From Music Student to PLA Tracker: Joseph Wen Uses Open Data to Map China’s Military
At a book fair in 2025, President Lai Ching-te pauses at a display table and picks up a newly released title: Please Assist in the Search! You Too Can Use Open-Source Information to Decode PLA Operations. The author is Joseph Wen. (Image: Joseph Wen/Facebook)

The pressure from across the Taiwan Strait has not eased. During the Lunar New Year period, Chinese military aircraft once again crossed the median line, according to Taiwan’s Ministry of National Defense.

Joseph Wen has been tracking movements like these, not from a control room or military post, but from his own screen.

At 27, the Taiwanese graduate student has assembled one of the most detailed open-source maps of the People’s Liberation Army. More than 7,000 sites are marked across China, from bases and training grounds to military academies and defense industry facilities.
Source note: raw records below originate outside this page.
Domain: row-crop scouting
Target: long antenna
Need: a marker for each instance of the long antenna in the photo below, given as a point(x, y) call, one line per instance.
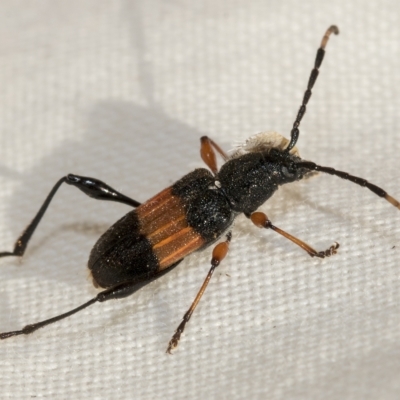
point(294, 134)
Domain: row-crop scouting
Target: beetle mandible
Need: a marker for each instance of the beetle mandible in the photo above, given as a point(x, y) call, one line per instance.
point(193, 213)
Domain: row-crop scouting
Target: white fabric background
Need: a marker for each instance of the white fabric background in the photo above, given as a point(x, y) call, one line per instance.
point(122, 91)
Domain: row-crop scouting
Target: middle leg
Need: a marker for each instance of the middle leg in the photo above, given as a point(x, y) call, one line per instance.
point(219, 253)
point(261, 220)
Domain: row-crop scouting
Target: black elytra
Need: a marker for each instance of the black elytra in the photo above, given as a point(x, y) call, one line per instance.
point(195, 212)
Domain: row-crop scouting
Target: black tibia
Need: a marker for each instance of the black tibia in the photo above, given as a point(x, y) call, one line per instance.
point(355, 179)
point(219, 253)
point(116, 292)
point(294, 134)
point(261, 220)
point(91, 187)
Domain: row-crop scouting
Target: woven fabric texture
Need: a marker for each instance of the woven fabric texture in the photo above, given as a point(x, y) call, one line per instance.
point(122, 91)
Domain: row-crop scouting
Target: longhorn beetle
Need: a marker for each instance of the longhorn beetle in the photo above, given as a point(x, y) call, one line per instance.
point(192, 214)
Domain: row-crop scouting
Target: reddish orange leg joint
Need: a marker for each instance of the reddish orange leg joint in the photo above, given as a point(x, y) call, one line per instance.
point(219, 253)
point(208, 154)
point(260, 220)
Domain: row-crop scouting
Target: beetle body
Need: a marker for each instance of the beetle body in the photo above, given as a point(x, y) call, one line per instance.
point(191, 214)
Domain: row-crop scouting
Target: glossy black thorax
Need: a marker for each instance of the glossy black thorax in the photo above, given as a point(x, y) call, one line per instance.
point(250, 179)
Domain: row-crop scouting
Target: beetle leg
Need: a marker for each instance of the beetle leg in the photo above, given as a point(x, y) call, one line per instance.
point(90, 186)
point(207, 152)
point(261, 220)
point(117, 292)
point(219, 253)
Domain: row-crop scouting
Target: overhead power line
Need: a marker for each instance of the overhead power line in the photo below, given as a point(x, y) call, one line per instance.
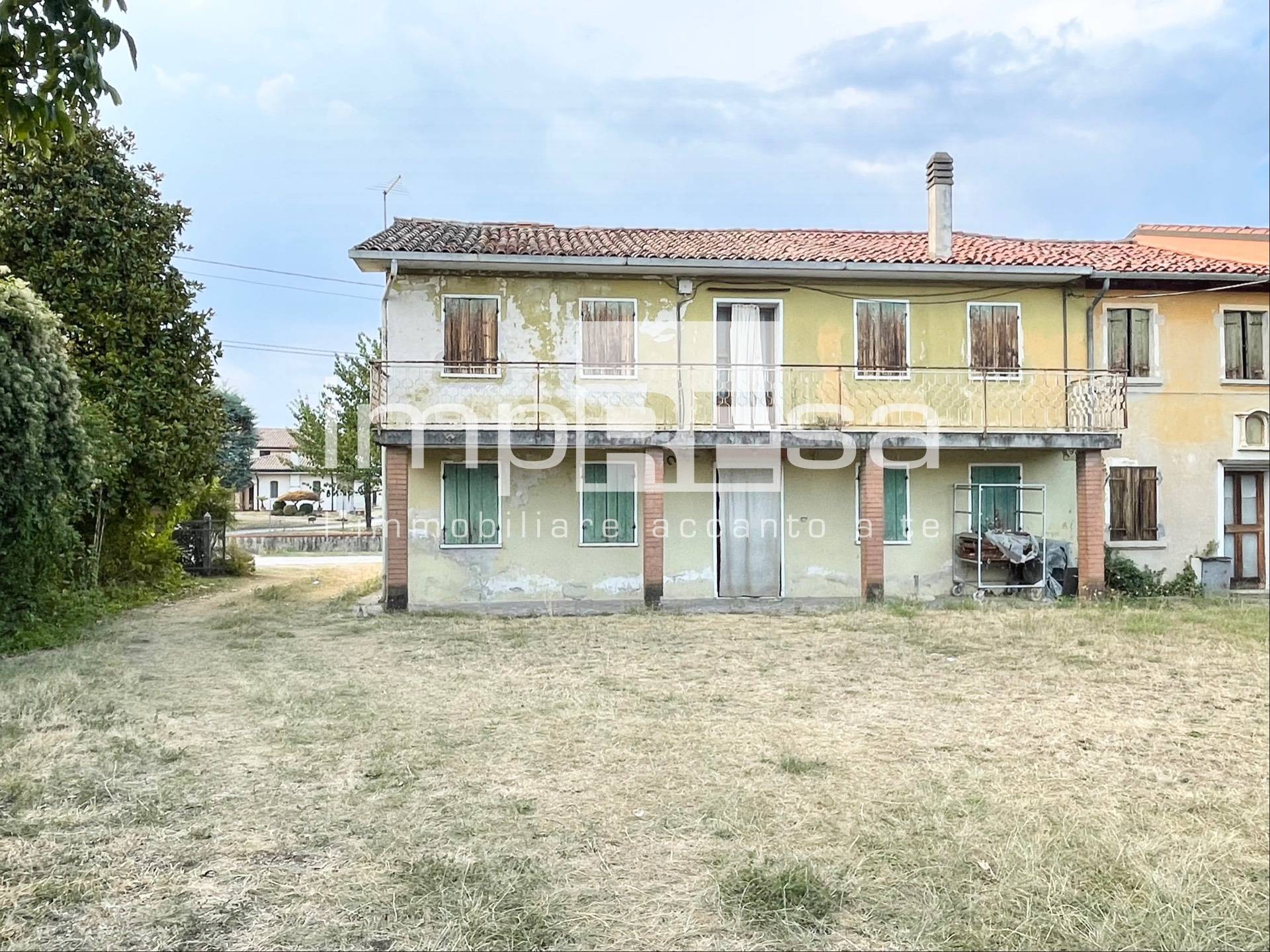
point(275, 270)
point(286, 287)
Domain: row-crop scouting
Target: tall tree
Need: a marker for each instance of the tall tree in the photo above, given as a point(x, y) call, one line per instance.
point(42, 455)
point(91, 233)
point(51, 67)
point(342, 409)
point(238, 442)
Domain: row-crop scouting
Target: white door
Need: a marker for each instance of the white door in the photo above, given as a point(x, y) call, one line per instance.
point(749, 532)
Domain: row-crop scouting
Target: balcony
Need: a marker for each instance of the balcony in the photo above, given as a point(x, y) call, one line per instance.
point(704, 397)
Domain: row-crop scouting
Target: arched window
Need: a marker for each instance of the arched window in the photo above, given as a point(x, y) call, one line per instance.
point(1256, 427)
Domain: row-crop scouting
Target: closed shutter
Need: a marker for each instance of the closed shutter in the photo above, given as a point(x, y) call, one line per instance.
point(609, 504)
point(470, 504)
point(994, 338)
point(1140, 343)
point(1255, 344)
point(882, 337)
point(472, 335)
point(1000, 502)
point(896, 504)
point(1234, 331)
point(609, 338)
point(1132, 492)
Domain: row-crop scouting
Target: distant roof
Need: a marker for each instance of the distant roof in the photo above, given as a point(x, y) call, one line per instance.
point(271, 463)
point(1206, 230)
point(783, 245)
point(275, 438)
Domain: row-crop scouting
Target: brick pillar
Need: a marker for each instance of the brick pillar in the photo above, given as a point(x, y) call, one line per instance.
point(397, 526)
point(1090, 521)
point(873, 531)
point(653, 526)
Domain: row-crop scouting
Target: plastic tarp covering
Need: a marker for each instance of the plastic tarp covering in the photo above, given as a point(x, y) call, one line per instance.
point(1023, 547)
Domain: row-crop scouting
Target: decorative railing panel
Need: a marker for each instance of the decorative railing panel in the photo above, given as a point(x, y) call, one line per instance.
point(545, 395)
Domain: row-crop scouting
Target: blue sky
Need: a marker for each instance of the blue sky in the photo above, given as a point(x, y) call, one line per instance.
point(275, 121)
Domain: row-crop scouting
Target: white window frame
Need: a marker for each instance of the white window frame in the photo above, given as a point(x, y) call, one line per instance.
point(908, 506)
point(1265, 346)
point(907, 374)
point(1154, 358)
point(779, 366)
point(969, 340)
point(635, 469)
point(634, 368)
point(498, 356)
point(1241, 437)
point(498, 489)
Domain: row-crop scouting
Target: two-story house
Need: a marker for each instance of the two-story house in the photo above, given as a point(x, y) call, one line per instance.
point(624, 416)
point(1191, 475)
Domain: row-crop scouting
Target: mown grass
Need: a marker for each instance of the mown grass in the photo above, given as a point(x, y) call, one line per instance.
point(269, 771)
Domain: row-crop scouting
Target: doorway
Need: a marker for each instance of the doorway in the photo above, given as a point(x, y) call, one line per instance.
point(1244, 506)
point(749, 508)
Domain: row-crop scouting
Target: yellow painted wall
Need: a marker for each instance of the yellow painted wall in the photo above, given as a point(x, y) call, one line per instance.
point(1184, 420)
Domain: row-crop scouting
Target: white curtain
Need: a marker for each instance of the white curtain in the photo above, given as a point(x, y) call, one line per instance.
point(748, 371)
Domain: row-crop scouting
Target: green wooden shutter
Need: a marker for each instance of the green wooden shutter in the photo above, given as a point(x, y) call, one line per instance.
point(1118, 339)
point(1000, 504)
point(1255, 344)
point(613, 503)
point(896, 504)
point(1140, 342)
point(1234, 329)
point(470, 504)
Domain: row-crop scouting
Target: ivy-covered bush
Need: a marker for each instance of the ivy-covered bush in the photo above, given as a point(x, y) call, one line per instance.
point(42, 456)
point(1130, 579)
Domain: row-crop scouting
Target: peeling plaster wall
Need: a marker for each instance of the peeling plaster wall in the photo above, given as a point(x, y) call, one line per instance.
point(1184, 422)
point(536, 563)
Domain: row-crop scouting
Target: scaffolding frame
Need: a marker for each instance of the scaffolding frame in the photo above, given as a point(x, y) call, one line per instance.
point(974, 496)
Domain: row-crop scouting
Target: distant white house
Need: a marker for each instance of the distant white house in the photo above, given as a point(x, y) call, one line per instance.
point(277, 469)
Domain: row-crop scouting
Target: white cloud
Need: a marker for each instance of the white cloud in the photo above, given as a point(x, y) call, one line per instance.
point(177, 83)
point(341, 112)
point(271, 95)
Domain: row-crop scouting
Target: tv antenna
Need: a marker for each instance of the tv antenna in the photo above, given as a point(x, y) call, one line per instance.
point(396, 186)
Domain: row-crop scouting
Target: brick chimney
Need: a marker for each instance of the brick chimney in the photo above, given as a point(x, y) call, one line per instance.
point(939, 206)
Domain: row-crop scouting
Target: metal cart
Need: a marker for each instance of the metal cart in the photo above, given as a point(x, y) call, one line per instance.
point(969, 547)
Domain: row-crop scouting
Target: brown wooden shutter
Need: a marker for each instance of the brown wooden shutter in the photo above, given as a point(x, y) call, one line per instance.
point(1005, 319)
point(869, 315)
point(1118, 339)
point(1140, 343)
point(1147, 487)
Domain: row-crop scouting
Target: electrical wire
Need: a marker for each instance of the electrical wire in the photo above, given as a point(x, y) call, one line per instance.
point(275, 270)
point(287, 287)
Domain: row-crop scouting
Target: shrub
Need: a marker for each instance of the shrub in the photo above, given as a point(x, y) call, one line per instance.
point(239, 561)
point(1130, 579)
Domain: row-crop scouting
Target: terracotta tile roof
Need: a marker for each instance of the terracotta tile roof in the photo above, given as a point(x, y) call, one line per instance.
point(807, 245)
point(1206, 229)
point(271, 463)
point(275, 438)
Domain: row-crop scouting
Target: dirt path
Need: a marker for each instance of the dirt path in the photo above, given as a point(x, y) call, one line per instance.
point(258, 768)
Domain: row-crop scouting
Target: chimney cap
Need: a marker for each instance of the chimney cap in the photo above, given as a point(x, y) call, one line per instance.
point(939, 171)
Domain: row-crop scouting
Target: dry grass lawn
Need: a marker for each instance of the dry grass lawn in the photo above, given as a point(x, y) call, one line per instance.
point(257, 768)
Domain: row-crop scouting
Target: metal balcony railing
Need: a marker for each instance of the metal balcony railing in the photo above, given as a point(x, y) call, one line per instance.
point(646, 397)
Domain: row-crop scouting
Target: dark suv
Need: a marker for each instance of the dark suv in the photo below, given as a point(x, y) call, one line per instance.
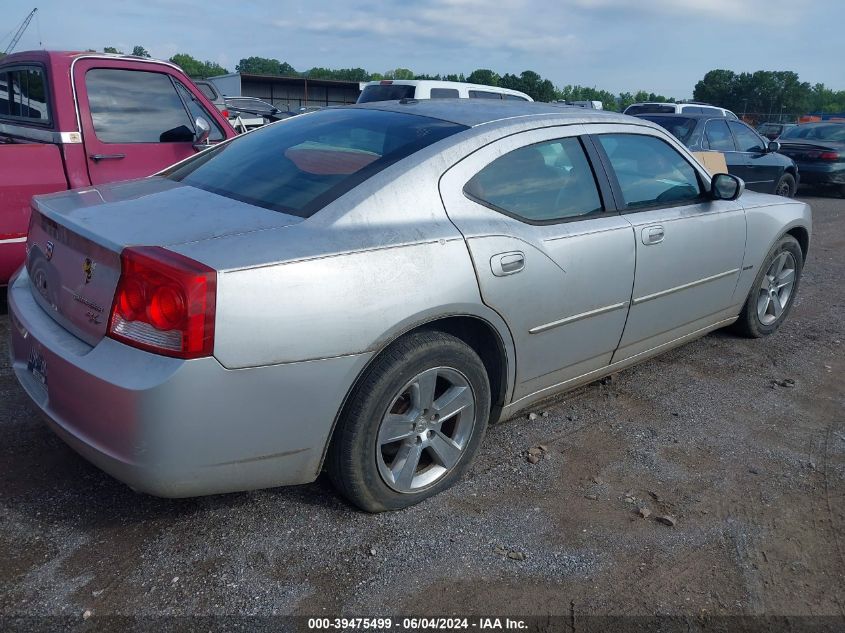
point(748, 155)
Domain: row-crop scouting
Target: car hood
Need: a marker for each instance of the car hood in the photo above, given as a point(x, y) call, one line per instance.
point(154, 211)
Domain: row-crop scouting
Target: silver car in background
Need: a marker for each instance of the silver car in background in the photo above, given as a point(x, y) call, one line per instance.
point(364, 289)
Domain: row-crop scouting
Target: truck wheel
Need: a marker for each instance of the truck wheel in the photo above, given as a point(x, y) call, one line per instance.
point(412, 425)
point(773, 293)
point(786, 186)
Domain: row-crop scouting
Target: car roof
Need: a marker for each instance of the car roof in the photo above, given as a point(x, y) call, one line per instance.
point(474, 112)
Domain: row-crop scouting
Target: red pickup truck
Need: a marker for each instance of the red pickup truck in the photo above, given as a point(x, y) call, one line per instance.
point(71, 120)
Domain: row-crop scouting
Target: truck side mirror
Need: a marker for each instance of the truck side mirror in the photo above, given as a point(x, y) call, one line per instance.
point(203, 129)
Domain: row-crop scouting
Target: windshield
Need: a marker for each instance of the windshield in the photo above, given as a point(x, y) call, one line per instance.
point(386, 92)
point(681, 128)
point(817, 131)
point(300, 165)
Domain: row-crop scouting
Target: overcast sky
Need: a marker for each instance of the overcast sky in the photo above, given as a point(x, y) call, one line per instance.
point(663, 46)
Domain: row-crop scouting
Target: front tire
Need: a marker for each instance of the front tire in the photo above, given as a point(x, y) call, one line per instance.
point(786, 186)
point(412, 424)
point(773, 293)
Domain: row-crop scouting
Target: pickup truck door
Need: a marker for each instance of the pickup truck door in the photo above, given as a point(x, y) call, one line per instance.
point(136, 117)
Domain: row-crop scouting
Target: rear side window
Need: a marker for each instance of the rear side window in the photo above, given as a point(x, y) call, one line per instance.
point(299, 166)
point(542, 183)
point(650, 171)
point(133, 106)
point(719, 136)
point(746, 139)
point(386, 92)
point(484, 94)
point(444, 93)
point(23, 95)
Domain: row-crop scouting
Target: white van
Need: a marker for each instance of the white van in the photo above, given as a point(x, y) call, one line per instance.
point(391, 89)
point(678, 108)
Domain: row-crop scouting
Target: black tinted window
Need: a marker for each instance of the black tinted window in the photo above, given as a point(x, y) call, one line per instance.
point(198, 110)
point(23, 95)
point(719, 136)
point(545, 182)
point(386, 92)
point(746, 139)
point(650, 171)
point(681, 128)
point(131, 106)
point(484, 94)
point(301, 165)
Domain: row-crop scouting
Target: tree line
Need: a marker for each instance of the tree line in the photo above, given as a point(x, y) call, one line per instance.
point(760, 92)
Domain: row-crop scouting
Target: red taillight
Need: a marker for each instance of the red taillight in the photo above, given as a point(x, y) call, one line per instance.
point(164, 303)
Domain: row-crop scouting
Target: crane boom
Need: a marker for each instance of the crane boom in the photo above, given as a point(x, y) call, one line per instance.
point(20, 31)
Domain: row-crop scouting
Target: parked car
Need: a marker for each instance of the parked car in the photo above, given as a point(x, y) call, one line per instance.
point(248, 113)
point(365, 288)
point(773, 130)
point(391, 89)
point(819, 150)
point(695, 107)
point(748, 155)
point(80, 119)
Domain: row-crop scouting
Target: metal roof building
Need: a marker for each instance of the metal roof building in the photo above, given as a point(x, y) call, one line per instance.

What began as a personal project now draws attention from military analysts and observers beyond Taiwan.

A different path into the military world

The trajectory that led him here did not begin with strategy or security studies.

Wen studied music at Soochow University. Composition was his field. The shift came gradually, shaped by early exposure. As a child, he watched military documentaries on National Geographic and Discovery Channel with his father, who would pause to explain the stories behind the footage. Later, a classmate introduced him to Taiwan’s own military issues.

By high school, his focus had widened again.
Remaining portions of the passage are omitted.